No archives has enough money for digitization, so the natural question to ask is whether this is a good deal for archivists and for the public. Unfortunately, the terms described in the agreement appear to be a step back from the terms Ancestry recently negotiated with NARA. And even those terms came under sharp criticism. Archivists thinking about the Ancestry program may wish to move cautiously.
While Ancestry calls its new program a "grant" program, in spirit it is much closer to the collaborative agreements it has signed with other repositories, most notably NARA. (NARA's agreement with Ancestry's parent, TGN, is found at http://www.archives.gov/digitization/tgn-agreement.pdf.) In practice, there is little difference between NARA's partnership and the activities to be undertaken in the state grant program. The big difference is that the partnership had to be negotiated and NARA could demand certain terms, while Ancestry gets to stipulate the terms of its "grant" program.

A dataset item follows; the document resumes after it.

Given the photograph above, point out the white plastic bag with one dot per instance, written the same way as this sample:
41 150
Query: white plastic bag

So what has Ancestry left out of its "grant" program that is found in NARA's agreement? The big difference concerns the scope of Ancestry's rights in the digitized documents. For example, in NARA's agreement, only Ancestry can provide online access to the material for the first five years. NARA can, however, sell copies of portions (but not all) of the digitized records on DVD or CD-ROM so long as there is an accompanying license agreement limiting further distribution of the material. In the state grant program, archives can only use the images for internal purposes for the first 5 years.
After 5 years, NARA has full rights to use the digitzed content however it wants, including publishing it online themselves, selling the content, or providing it to a 3rd party. The state grant program is less generous: the Archives can publish the information on its own web site after 5 years, but it cannot provide it to 3rd party web sites (such as the Internet Archive or the Open Content Alliance). Since much of the interest in digital preservation is focused on shared digital repositories (see, for example, the recent announcement of the HATHI Trust), this limitation could become a serious impediment. Nor can the archives provide copies of indexes created as part of the project to 3rd parties (such as Google), which could seriously limit the public's ability to discover digitized archival records.
The restrictions on NARA's use of the digitized materials, which I always felt represented a reasonable balance between public interest and Ancestry's need to recoup its digitization investment, met with much criticism. See, for example, The NARA/TGN contract as a bad precedent and the debate at the ArchivesNext blog. In addition, the OCLC/RLG report on considerations in commercial-noncommercial partnerships in mass digitization recommended that while commercial partners may need exclusive rights to digital files for a period of time, ultimately the repository should assume unlimited ownership.
There are many areas discussed in the OCLC/RLG report that are not touched on in the grant terms. For example, will patron confidentiality and anonymity be protected when access to government records is through a commercial site? And while I am sure that Ancestry will digitize to the best of its ability, there is no discussion of the technical standards it will follow. SInce it is unlikely that much of this material will be digitized again, it is probably wise to make sure that it is done right the first time.
It is really hard for cash-strapped archives to look a gift horse in the mouth. Anyone who has been involved in a digital project knows, however, that creating the scans is the simplest (and cheapest) part of the project. The real money comes in preparing material for scanning (if it has not already been filmed), shipping and reshelving it, and preparing metadata. Any archives that participates in the grant program is going to make a substantial contribution of its own funds. It had best make sure that the resulting product is worth the substantial investment.